There were also acceleration spikes caused by slow instrument response to changes in ship motion. These were K-flagged when the DQE felt that these spikes had negative influence on the other variables. These mostly occur in the platform relative wind direction and speed, course and heading of the ship.

There were also groups of spikes in the temperature data that were prolonged for several minutes to several hours. These drops are likely due to passing clouds and showers dropping the temperature for some time and were not flagged by the DQE as true meteorological events have the same environmental response. These periods of lower temperatures were also associated with relative humidity increases, slight wind shifts and higher wind speeds.

The vast majority of the flagging was due to the flow distortion experienced in the winds, and the lack of heading, course, and platform-relative wind data causing the winds to be poorly computed. Even though all of the meteorological experienced some stair stepping, over all, they proved to be of fair quality. Note also that the flow distortion problem does not necessarily mean the winds were calculated incorrectly, or that the sensor was malfunctioning. The DQE suspects it is a realistic response to variations in deck cargo or permanent ship structures affecting the winds.

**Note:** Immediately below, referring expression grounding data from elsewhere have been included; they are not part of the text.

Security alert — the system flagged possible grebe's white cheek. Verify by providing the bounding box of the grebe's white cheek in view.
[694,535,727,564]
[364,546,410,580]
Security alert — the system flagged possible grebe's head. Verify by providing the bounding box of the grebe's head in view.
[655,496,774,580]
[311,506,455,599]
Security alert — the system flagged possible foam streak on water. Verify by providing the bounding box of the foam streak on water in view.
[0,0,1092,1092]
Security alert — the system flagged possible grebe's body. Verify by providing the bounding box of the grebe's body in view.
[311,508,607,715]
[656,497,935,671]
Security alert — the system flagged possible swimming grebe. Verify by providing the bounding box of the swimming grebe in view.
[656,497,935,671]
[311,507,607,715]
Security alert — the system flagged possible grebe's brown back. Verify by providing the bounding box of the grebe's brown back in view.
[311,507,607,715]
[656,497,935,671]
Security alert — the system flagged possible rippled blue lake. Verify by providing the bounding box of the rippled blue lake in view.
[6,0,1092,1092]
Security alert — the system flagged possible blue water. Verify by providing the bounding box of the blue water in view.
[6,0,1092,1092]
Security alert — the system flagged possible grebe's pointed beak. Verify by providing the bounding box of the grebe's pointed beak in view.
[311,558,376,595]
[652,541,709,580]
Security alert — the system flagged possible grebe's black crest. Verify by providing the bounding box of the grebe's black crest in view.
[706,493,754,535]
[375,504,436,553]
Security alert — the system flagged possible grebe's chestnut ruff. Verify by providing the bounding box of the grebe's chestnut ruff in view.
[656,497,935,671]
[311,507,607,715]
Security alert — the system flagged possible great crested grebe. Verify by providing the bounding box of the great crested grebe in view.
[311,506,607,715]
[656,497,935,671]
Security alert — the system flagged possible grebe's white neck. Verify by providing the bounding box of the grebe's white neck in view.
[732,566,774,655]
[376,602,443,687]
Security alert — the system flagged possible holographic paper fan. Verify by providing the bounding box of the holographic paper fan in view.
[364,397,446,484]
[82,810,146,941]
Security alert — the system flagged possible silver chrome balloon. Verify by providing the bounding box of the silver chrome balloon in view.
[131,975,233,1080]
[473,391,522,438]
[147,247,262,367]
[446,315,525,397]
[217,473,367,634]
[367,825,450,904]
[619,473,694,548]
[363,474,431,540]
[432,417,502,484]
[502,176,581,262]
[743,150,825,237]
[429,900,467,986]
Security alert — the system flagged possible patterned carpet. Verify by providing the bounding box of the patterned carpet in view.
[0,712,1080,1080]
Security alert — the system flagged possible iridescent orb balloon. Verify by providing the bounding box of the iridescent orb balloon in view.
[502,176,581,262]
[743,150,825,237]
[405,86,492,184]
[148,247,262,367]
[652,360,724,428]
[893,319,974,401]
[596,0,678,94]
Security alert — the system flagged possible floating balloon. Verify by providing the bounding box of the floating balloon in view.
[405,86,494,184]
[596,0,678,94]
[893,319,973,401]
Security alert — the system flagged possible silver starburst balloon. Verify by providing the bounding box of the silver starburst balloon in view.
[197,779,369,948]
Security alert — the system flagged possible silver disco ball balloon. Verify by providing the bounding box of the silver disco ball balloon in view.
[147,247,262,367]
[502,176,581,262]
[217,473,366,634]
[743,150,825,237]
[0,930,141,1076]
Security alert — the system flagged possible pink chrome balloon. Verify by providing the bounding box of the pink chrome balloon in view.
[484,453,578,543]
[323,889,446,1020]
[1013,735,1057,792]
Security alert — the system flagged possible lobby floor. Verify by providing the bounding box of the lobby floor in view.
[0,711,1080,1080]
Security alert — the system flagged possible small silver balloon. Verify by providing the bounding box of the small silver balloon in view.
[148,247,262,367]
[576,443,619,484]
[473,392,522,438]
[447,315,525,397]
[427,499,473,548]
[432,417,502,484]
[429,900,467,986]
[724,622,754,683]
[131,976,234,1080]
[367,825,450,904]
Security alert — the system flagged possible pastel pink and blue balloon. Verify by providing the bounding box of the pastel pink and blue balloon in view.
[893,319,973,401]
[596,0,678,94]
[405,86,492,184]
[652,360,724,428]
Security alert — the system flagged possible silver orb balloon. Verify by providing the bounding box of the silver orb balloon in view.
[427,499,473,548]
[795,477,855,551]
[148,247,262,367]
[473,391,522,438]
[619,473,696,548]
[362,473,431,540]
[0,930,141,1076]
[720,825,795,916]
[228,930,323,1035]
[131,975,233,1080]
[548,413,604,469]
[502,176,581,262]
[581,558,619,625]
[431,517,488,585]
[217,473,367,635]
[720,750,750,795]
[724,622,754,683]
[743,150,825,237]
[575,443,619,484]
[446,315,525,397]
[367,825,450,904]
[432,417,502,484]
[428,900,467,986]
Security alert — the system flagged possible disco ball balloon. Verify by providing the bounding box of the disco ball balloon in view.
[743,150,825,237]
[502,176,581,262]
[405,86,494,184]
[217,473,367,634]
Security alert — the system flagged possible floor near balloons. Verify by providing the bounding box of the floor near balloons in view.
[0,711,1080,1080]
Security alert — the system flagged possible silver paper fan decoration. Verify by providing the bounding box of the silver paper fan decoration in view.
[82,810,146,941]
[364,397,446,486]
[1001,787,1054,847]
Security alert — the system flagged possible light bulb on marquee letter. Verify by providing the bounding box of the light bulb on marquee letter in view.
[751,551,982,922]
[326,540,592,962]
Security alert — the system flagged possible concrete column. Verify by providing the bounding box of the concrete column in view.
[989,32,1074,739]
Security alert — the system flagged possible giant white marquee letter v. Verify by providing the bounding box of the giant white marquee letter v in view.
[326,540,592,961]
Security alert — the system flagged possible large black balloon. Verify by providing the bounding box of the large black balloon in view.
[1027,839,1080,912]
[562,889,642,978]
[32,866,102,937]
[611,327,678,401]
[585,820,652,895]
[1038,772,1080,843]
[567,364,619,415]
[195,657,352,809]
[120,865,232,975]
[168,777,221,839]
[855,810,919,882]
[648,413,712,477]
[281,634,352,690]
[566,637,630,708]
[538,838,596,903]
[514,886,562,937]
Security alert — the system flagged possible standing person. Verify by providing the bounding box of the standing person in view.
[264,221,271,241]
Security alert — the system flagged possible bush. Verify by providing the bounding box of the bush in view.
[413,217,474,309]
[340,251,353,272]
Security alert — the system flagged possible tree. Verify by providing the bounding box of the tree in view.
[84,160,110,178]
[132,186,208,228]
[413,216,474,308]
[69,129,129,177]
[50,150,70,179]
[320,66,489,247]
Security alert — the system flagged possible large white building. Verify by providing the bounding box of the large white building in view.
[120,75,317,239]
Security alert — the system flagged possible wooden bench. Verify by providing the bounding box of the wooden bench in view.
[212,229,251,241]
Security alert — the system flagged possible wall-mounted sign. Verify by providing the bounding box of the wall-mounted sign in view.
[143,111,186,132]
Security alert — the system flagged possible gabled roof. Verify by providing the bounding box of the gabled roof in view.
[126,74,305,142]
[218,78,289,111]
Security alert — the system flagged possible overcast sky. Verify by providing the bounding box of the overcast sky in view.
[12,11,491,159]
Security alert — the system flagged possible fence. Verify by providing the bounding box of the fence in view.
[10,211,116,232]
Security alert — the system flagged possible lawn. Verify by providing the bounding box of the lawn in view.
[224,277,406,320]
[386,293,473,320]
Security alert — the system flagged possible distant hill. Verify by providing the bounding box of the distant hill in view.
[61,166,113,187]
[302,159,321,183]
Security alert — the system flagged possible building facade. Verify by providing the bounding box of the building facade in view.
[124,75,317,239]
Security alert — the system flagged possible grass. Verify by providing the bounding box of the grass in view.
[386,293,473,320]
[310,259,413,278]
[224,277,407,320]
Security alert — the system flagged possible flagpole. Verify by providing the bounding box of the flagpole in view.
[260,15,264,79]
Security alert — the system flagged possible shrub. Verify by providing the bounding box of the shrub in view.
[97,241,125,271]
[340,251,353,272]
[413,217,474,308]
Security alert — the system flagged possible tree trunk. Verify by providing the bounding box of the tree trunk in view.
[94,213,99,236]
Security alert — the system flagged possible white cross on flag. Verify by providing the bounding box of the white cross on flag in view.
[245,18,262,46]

In parts of each of the cruises, the DQE would like to note that some data may have been left unflagged because of insufficient meteorological backing due to the lack of quality in the true winds. In these cases, there was not enough evidence to say whether the certain questionable data should be flagged. It is very possible that some data left unflagged on these cruises are questionable and should be used with caution.